Two World War II-era airplanes collided while performing a flyover at a commemorative event in Texas on Saturday, crashing into the ground and erupting into a ball of flames that left onlookers shocked and dismayed.
Six people were onboard the two planes at the time of the crash, the Commemorative Air Force said, and all six were killed, according to Dallas County Judge Clay Jenkins.
A Boeing B-17 Flying Fortress and a Bell P-63 Kingcobra were participating in the Air Force's Wings Over Dallas air show when they collided mid-air near the Dallas Executive Airport just before 1:30 p.m. local time, the Federal Aviation Administration said.
NTSB board member Michael Graham said during a Sunday press conference that neither plane had flight data recorders, also known as black boxes. As a result, he said, investigators are seeking photos and videos recorded at the scene from the public.
"They'll actually be very critical since we don't have any flight data recordings," said Graham. Witness images and video can be sent to email@example.com, Graham said.
Several videos posted on Twitter showed the fighter plane appearing to fly into the bomber, causing them to quickly plummet to the ground and setting off a large ball of fire and smoke.
According to the event's website, several planes were scheduled to do a flyover demonstration Saturday afternoon. Social media posts showed hundreds of people gathered to watch the flyover. The 3-day event is in honor of Veterans Day, which was Friday.
Anthony Montoya saw the two planes collide.
"I just stood there. I was in complete shock and disbelief," said Montoya, 27, who attended the air show with a friend. "Everybody around was gasping. Everybody was bursting into tears. Everybody was in shock."
Dallas Mayor Eric Johnson called it a "terrible tragedy."
"The videos are heartbreaking," he tweeted. "Please, say a prayer for the souls who took to the sky to entertain and educate our families today."
The mayor of Keller, Texas, a small city about 30 miles north of Dallas, said in a Facebook post that a former city councilman, Terry Barker, was among the deceased. Mayor Armin Mizani wrote that Barker was a husband, father and Army veteran.
"Terry Barker was beloved by many. He was a friend and someone whose guidance I often sought. Even after retiring from serving on the City Council and flying for American Airlines, his love for community was unmistakable," Mizani wrote.
Ohio Wing Civil Air Patrol Major Curt Rowe also died in the crash, according to the agency.
"Curt touched the lives of thousands of his fellow Civil Air Patrol members, especially when flying cadets during hundreds of orientation flights," wrote Colonel Peter Bowden.
The B-17, an immense four-engine bomber, was a cornerstone of U.S. air power during World War II. The Kingcobra, a U.S. fighter plane, was used mostly by Soviet forces during the war.
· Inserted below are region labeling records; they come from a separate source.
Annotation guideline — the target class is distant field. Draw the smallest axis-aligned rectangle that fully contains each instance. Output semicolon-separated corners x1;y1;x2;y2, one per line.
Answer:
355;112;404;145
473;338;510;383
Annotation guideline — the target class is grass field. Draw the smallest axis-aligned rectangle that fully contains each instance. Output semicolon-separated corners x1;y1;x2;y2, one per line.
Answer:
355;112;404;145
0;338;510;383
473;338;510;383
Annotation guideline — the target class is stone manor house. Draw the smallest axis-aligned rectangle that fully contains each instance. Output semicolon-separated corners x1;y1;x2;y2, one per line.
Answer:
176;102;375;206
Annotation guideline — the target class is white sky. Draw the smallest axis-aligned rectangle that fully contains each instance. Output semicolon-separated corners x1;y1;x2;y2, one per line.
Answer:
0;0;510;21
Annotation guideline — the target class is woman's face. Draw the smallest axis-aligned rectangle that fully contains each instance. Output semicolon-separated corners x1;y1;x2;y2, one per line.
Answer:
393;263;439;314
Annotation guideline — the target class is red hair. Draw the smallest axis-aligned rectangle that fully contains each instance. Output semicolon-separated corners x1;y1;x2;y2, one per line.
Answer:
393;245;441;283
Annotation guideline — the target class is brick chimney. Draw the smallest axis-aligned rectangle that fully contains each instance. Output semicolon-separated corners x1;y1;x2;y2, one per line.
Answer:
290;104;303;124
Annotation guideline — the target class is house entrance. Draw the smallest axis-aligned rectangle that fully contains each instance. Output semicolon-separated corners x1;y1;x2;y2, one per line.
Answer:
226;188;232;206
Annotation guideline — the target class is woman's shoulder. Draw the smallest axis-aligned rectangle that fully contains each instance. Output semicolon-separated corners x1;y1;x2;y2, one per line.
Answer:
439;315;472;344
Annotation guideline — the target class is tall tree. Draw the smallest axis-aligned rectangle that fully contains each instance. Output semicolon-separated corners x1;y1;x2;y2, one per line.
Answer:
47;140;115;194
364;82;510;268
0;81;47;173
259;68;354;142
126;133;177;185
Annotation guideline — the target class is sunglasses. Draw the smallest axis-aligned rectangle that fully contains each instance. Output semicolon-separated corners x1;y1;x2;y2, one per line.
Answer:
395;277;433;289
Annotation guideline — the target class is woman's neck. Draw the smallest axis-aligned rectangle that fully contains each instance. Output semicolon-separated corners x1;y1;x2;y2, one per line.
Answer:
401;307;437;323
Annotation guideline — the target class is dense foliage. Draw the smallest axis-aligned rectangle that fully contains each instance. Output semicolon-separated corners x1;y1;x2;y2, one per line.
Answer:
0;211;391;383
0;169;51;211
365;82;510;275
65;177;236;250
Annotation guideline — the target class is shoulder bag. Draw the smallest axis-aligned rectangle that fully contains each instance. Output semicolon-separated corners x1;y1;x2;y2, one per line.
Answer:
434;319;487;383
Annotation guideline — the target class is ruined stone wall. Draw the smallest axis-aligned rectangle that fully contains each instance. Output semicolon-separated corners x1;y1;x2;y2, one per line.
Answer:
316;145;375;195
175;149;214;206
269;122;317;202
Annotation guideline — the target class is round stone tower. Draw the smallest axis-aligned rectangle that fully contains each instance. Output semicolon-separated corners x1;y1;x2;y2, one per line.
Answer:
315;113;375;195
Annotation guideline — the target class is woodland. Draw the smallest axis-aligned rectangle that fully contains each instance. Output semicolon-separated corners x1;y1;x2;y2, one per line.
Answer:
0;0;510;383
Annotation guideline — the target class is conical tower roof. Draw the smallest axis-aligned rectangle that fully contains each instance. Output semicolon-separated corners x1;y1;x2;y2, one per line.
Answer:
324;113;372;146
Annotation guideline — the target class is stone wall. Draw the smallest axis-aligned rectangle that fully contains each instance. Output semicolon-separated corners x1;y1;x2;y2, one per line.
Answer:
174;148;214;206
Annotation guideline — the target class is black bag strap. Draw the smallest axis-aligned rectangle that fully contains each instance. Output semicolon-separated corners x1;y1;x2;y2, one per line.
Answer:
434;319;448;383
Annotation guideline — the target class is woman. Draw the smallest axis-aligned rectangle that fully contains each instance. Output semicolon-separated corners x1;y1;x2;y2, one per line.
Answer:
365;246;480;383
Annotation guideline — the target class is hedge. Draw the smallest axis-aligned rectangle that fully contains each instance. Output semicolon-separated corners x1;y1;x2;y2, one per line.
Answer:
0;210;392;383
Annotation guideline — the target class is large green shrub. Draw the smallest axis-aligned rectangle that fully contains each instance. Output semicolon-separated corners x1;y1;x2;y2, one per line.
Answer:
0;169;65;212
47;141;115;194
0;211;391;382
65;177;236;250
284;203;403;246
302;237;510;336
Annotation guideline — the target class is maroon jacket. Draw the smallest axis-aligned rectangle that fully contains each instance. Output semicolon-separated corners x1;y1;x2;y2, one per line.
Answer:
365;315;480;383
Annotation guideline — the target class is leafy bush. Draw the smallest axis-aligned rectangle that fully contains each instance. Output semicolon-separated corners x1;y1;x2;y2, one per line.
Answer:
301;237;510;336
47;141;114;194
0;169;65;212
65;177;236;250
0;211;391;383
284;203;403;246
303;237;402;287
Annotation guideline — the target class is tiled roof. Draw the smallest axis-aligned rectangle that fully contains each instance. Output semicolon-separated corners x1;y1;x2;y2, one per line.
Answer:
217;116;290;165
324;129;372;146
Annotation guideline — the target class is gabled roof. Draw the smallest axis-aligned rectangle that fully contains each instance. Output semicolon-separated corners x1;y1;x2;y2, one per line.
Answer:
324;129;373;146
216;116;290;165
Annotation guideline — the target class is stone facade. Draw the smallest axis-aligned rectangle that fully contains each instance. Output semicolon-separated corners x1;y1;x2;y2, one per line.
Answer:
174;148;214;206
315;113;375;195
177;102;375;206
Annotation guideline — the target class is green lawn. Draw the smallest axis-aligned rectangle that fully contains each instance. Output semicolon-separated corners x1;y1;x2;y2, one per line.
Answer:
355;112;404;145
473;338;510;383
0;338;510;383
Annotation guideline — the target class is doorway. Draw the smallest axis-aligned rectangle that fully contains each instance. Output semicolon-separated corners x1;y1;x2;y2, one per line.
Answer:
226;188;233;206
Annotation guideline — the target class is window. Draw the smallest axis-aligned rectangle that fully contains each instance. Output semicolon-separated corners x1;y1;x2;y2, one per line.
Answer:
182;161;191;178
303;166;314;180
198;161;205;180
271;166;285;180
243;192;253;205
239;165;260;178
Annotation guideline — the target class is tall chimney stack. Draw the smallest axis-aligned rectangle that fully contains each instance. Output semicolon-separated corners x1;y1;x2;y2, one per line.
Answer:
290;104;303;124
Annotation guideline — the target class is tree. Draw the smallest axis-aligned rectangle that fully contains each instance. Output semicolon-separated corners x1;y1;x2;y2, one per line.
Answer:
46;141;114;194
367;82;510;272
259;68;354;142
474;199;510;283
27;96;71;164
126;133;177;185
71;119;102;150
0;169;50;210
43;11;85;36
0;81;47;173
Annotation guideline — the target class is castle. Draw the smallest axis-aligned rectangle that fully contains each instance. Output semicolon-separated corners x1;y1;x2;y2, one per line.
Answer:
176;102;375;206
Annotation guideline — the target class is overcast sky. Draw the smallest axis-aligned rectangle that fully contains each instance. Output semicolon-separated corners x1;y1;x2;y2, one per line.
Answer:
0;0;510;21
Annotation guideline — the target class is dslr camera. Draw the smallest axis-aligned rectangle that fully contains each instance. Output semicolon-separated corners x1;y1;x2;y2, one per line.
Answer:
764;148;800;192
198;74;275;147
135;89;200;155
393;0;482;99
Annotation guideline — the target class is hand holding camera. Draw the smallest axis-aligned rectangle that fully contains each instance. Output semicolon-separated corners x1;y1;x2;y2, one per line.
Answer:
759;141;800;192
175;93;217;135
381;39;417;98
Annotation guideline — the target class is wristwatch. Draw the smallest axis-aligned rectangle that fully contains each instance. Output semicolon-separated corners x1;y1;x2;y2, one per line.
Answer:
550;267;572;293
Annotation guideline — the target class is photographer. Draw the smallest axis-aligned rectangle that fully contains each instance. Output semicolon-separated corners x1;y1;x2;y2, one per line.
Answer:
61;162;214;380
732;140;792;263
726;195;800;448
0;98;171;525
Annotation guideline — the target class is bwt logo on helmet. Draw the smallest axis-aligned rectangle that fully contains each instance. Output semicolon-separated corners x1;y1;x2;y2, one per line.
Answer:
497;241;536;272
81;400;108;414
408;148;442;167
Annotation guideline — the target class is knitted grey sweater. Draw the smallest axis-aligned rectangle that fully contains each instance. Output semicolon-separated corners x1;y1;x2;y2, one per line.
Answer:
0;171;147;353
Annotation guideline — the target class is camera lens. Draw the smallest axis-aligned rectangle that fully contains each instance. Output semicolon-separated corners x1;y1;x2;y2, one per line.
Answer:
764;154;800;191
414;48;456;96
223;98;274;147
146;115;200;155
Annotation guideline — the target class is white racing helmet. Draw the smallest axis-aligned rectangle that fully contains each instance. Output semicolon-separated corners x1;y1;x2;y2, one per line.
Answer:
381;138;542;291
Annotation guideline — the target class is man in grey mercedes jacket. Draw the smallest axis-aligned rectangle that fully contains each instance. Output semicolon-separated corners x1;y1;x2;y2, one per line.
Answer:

Most B-17s were scrapped at the end of World War II and only a handful remain today, largely featured at museums and air shows, according to Boeing.
No paying customers were on the aircraft, said Coates, of Commemorative Air Force, which also owned the planes. Their aircraft are flown by highly trained volunteers, often retired pilots, he said.
Victoria Yeager, the widow of famed Air Force test pilot Chuck Yeager and herself a pilot, was also at the show. She didn't see the collision, but did see the burning wreckage.
"It was pulverized," said Yeager, 64, who lives in Fort Worth.
"We were just hoping they had all gotten out, but we knew they didn't," she said of those on board.
"It was really horrific to see," Aubrey Anne Young, 37, of Leander. Texas, who saw the crash. Her children were inside the hangar with their father when it occurred. "I'm still trying to make sense of it."
A woman next to Young can be heard crying and screaming hysterically on a video that Young uploaded to her Facebook page.
The FAA and National Transportation Safety Board will lead the investigation.
Air show safety — particularly with older military aircraft — has been a concern for years. In 2011, 11 people were killed in Reno, Nevada, when a P-51 Mustang crashed into spectators. In 2019, a bomber crashed in Hartford, Connecticut, killing seven people. The NTSB said then that it had investigated 21 accidents since 1982 involving World War II-era bombers, resulting in 23 deaths.